The EBU has written to the UK Secretary of State for Culture, Media and Sport, John Whittingdale, to declare its support for the BBC, and its role in the UK’s creative economy, as well as society and culture, warning of the effect on the whole UK media system of a BBC that wasn’t free from political and commercial interests. The British government is currently inviting submissions for its ‘green paper’ consultation into the future scale, scope and structure of the BBC.
In the letter, the EBU expresses concern “at some of the recent discussions and developments, which risk not only a negative impact on the organisation’s ability to serve citizens, but also on the entire media system, in the UK and across Europe.” It highlights the importance of the BBC being allowed to remain “committed to putting citizens first, free from political and commercial interests.”
The EBU also emphasises that “ in order to remain relevant in the future the BBC needs to maintain a strong legal framework, which ensures its editorial independence and sustainable funding.”
As a founding Member of the EBU the BBC is praised as “one of the most trusted sources of information, not only in the UK but worldwide” and says that “importance of the BBC’s contribution to the creative economy, as well as society and culture cannot be underestimated.”
The UK’s Green Paper closes on 8 October. The full text of the letter can be read below:
Letter in support of the BBC
Dear Secretary of State,
The BBC’s mission “to inform, educate and entertain” can be found in almost all European public service media charters and the BBC continues to set the standard across Europe. No public service broadcaster has better lived up to the ambition and mantra of Huw Wheldon “to make the popular good and the good popular.” Broadcasters have greatly benefited from innovations launched by the BBC. The BBC iPlayer for example has become an international industry standard for delivering on demand content.
This is why the European Broadcasting Union would, at this important time, like to express its support and commitment to one of its founding Members which created the idea of public service broadcasting as we know it nearly 100 years ago.
The BBC, thanks to its broad and varied offer available on multiple platforms, strongly contributes to ensuring the universality of high level content and helps provide citizens with a diverse and healthy media diet, which is essential for their personal growth and enables them to play their role in a functioning democracy. It must remain committed to putting citizens first, free from political and commercial interests. Any changes to how the BBC is regulated, including its remit and funding model, must be conducted in the interests of guaranteeing the BBC’s independence.
The BBC has a strong international voice that must continue to be heard. It contributes to a well-informed democratic debate and embodies European values. In times of crisis, whether economic, political or humanitarian, the BBC continues to be one of the most trusted sources of information, not only in the UK but worldwide. Across Europe, but especially in those countries where trusted, high quality media are not available, citizens turn to the BBC to make sense of the changes the world and their countries are going through. Consequently, the BBC is a clear example of how public service media contributes to society by informing citizens and therefore strengthening democracy.

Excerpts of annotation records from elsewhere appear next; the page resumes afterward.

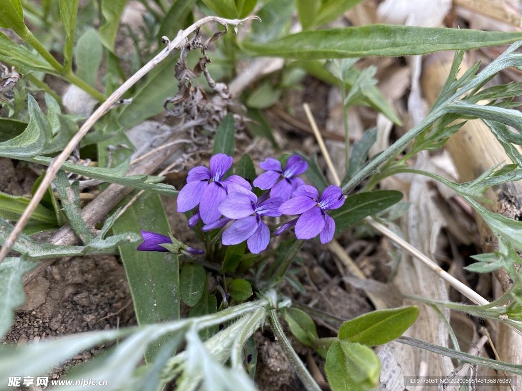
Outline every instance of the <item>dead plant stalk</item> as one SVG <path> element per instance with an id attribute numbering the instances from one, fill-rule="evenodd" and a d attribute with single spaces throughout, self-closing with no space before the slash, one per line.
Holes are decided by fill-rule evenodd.
<path id="1" fill-rule="evenodd" d="M 176 35 L 176 38 L 173 41 L 169 41 L 166 37 L 163 37 L 163 41 L 167 45 L 167 47 L 114 91 L 109 97 L 107 100 L 103 102 L 92 113 L 89 119 L 85 121 L 85 123 L 80 128 L 80 129 L 75 135 L 74 137 L 71 139 L 71 140 L 62 153 L 55 157 L 52 162 L 51 162 L 51 164 L 49 165 L 49 167 L 48 168 L 45 176 L 42 180 L 38 189 L 35 192 L 33 198 L 31 200 L 31 202 L 27 205 L 27 207 L 23 211 L 23 213 L 15 225 L 13 230 L 9 234 L 9 236 L 7 237 L 7 239 L 6 239 L 2 249 L 0 250 L 0 263 L 4 260 L 9 250 L 15 244 L 18 236 L 21 233 L 22 230 L 27 223 L 31 214 L 32 214 L 33 212 L 36 209 L 38 204 L 40 203 L 45 192 L 47 191 L 47 189 L 54 178 L 55 175 L 56 175 L 56 173 L 60 170 L 60 167 L 62 167 L 62 165 L 63 164 L 64 162 L 73 152 L 76 146 L 80 143 L 82 138 L 85 136 L 89 129 L 104 114 L 116 105 L 117 101 L 123 95 L 123 94 L 134 85 L 138 80 L 147 75 L 147 74 L 159 64 L 160 63 L 165 59 L 171 52 L 175 49 L 179 49 L 183 47 L 183 45 L 187 42 L 187 38 L 188 35 L 205 23 L 209 22 L 216 22 L 221 25 L 226 26 L 227 25 L 231 25 L 233 26 L 235 29 L 237 29 L 239 25 L 252 18 L 260 20 L 257 16 L 250 16 L 243 19 L 228 19 L 218 18 L 216 16 L 208 16 L 200 19 L 185 30 L 180 30 L 178 32 L 177 35 Z"/>

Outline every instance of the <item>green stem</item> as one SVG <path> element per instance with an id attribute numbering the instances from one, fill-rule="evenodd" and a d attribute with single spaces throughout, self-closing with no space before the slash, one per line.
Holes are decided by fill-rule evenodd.
<path id="1" fill-rule="evenodd" d="M 299 251 L 299 249 L 301 248 L 301 246 L 302 246 L 303 244 L 304 244 L 304 240 L 301 239 L 296 240 L 294 242 L 292 247 L 288 250 L 288 252 L 284 257 L 284 259 L 283 260 L 281 264 L 278 266 L 277 269 L 276 269 L 276 271 L 274 272 L 274 275 L 270 279 L 271 280 L 274 280 L 276 278 L 282 278 L 283 275 L 284 274 L 284 272 L 287 271 L 287 269 L 288 268 L 288 266 L 290 266 L 290 263 L 292 263 L 292 261 L 295 256 L 295 254 L 297 254 L 298 251 Z"/>
<path id="2" fill-rule="evenodd" d="M 45 92 L 54 98 L 60 106 L 62 105 L 62 97 L 53 90 L 52 90 L 46 83 L 44 83 L 41 80 L 35 77 L 32 74 L 28 74 L 28 75 L 26 75 L 25 76 L 25 78 L 38 87 L 38 88 L 43 90 L 45 91 Z"/>
<path id="3" fill-rule="evenodd" d="M 277 311 L 276 310 L 272 310 L 268 313 L 268 318 L 270 320 L 270 325 L 272 327 L 272 331 L 274 334 L 277 337 L 277 342 L 279 343 L 281 348 L 286 355 L 288 361 L 293 366 L 297 375 L 303 382 L 305 388 L 309 391 L 321 391 L 321 387 L 317 385 L 314 378 L 312 377 L 310 373 L 306 370 L 304 364 L 299 356 L 298 355 L 292 344 L 290 344 L 287 336 L 284 335 L 283 328 L 281 326 L 281 323 L 277 317 Z"/>

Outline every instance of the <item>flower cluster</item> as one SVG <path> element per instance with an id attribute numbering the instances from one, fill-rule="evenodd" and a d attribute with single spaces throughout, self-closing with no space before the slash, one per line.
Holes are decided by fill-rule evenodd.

The BBC is the biggest content producer within the EBU Membership. The importance of the BBC’s contribution to the creative economy, as well as society and culture cannot be underestimated. It is a major driver of the British and European creative industries. A step back in that role would result in enormous damage not only to that specific sector but also to other associated industries.
In this ever more connected world, public service media must have the scope and scale to serve audiences wherever they are, including online. By meeting this challenge the BBC has driven up broadband use and enhanced digital skills in the UK. In the current context of offer abundance and high-pace innovation there is more information than ever and truth is frequently crowded out by lies. Trust, quality and universality therefore become issues that cannot be ignored. The BBC, embracing its public service values, plays a vital role in ensuring that the entire citizenship benefits from those changes.
However, in order to remain relevant in the future the BBC needs to maintain a strong legal framework, which ensures its editorial independence and sustainable funding. The UK has always been regarded as a model for media policy across the world. The consultation and regulatory processes that support the BBC have inspired similar ones across Europe. We are concerned by some of the recent discussions and developments, which risk not only a negative impact on the organisation’s ability to serve citizens, but also on the entire media system, in the UK and across Europe.
The BBC is a great British institution. As an instrument of soft power and influence around Europe and the world it is unrivalled. It is a source of inspiration and aspiration for all our Members. When the UK makes its decision on how to shape the BBC of the future we ask that you take into account the importance the organisation has in upholding journalistic and programme-making standards at home and abroad, and the role it plays in the lives of hundreds of millions of people not just in the UK but around the globe.